Chers collègues, je voulais en premier lieu vous remercier pour la qualité de nos échanges suite au départ de Julien Bargeton sous d’autres cieux un peu contradictoires avec son ancienne position comme va le montrer ce débat. Nous avons conscience en effet de la complexité de la tâche pour vous et la DFA du fait de la politique du Gouvernement actuel. En effet, d’année en année, l’État, quelle que soit sa couleur d’ailleurs, met à mal les collectivités territoriales.

Cette année, pas de baisse spectaculaire de la dotation globale de fonctionnement. Cela dit, elle a déjà été divisée par deux depuis 2010. Mais les innovations règlementaires, comme quoi elles ne sont pas toujours bonnes à prendre. En effet, on veut nous imposer une contractualisation entre l’État et les 319 plus grandes collectivités et l’imposition de deux contraintes de la prochaine loi de finance avec les articles 10 et 24 imposant réciproquement une norme d’évolution des dépenses de fonctionnement et une autre de capacité de désendettement.

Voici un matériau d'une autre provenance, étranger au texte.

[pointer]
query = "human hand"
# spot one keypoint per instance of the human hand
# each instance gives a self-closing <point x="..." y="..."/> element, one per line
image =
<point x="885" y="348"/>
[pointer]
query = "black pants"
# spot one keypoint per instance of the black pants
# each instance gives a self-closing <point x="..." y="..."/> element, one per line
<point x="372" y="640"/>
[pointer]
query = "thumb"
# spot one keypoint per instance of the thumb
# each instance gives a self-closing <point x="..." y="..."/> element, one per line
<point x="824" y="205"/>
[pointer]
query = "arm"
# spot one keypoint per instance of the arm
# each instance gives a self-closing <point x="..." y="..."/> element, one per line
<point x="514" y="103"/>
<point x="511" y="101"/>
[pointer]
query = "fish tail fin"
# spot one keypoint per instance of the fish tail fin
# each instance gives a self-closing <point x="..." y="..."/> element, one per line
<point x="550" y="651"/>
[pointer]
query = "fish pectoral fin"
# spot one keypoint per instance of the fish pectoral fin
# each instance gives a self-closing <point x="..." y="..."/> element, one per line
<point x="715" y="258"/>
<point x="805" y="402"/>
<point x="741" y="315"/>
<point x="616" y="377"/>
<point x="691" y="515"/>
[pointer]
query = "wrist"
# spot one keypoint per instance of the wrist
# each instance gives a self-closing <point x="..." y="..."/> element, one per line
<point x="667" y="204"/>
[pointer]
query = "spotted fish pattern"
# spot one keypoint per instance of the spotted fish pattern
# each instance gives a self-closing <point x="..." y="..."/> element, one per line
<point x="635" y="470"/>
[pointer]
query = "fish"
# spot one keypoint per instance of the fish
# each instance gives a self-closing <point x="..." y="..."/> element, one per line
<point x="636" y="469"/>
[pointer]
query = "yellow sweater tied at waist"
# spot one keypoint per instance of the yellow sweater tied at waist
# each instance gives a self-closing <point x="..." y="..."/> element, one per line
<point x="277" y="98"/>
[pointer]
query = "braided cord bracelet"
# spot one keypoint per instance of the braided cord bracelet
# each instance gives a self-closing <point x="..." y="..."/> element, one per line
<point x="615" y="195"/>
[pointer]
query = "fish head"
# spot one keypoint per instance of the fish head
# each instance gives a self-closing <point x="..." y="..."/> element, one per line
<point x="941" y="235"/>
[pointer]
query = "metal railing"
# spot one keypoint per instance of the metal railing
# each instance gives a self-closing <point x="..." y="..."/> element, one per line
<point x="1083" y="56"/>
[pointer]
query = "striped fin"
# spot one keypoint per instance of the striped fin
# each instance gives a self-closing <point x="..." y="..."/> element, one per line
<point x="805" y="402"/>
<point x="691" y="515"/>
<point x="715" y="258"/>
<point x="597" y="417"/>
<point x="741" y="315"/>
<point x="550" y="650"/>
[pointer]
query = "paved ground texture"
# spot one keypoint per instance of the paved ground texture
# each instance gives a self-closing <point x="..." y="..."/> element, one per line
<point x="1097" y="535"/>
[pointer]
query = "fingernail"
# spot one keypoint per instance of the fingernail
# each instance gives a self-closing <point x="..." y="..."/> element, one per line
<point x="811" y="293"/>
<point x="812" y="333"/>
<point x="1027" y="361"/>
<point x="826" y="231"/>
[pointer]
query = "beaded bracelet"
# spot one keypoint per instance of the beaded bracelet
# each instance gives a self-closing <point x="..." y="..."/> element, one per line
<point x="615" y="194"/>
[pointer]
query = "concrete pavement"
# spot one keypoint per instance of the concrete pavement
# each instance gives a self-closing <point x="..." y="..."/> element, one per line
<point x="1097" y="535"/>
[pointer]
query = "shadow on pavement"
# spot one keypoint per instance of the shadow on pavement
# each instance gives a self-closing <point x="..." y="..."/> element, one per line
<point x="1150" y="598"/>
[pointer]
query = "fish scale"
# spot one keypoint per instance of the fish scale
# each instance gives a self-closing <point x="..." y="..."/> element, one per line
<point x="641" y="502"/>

Comme je suis attaché au débat politique rationnel, je vais tenter de montrer les rationalités de ces mesures en m’appuyant sur la doxa libérale, notamment chère à M. DUBUS, qui sied à tant de personnes dans ce Conseil et qui n’est pas la mienne.

Premièrement, vous êtes nombreuses et nombreux à critiquer l’attitude d’un État qui change chaque année les règles fiscales interdisant une incertitude dans les actions des entreprises. Pourquoi ce qui est valable pour les entreprises ne le serait pas pour les collectivités territoriales ? Savez-vous que la Ville de Paris participe tout autant à la création de richesse qu’une entreprise. Savez-vous que sa participation à la richesse nationale au P.I.B. se mesure par ses coûts de production non marchands, c’est-à-dire les salaires qu’elle verse à ses 48.300 salariés et l’ensemble de ses dépenses de fonctionnement.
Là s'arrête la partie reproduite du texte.